Now, a global treaty has been approved to ban nuclear bombs. It is a move that supporters hope will lead to the eventual elimination of all nuclear arms. The treaty was endorsed by 122 countries at the United Nations headquarters on 14 July 2017, but the nine countries generally recognized as possessing nuclear weapons – the USA, Russia, Britain, China, France, India, Pakistan, North Korea, and Israel – were noticeably absent from the negotiations, as were most members of NATO.
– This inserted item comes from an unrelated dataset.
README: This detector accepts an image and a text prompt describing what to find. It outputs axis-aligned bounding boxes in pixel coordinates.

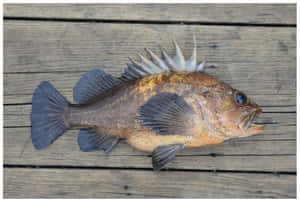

Under the new UN treaty, signatory states must agree not to develop, test, manufacture or possess nuclear weapons, or threaten to use them, or allow any nuclear arms to be stationed on their territory. But, since the only way to eliminate the nuclear threat is to stop the spread of nuclear weapons, it is still necessary to eliminate all nuclear materials and weapons and to achieve what is termed “global zero”. No insurmountable technical or financial barriers stand in the way of this goal – and there would be immense savings since nuclear weapons currently cost some one trillion dollars globally every decade. The only real barrier is political.
Tadatoshi Akiba was Mayor of the City of Hiroshima from 1999 to 2011 and for much of that time President of Mayors for Peace, a global network striving to achieve nuclear disarmament. He is deeply committed to ensuring that the world never again experiences the horror that reduced his city to rubble and killed hundreds of thousands of people:
“We cannot and must not allow ourselves to have the message of Hiroshima and Nagasaki fade completely from our minds, and we cannot allow our vision or ideals to fade either. For if we do, we have but one course left for us. And that flash of light will not only rob us of our vision, but it will rob us of our lives, our progeny, and our very existence.”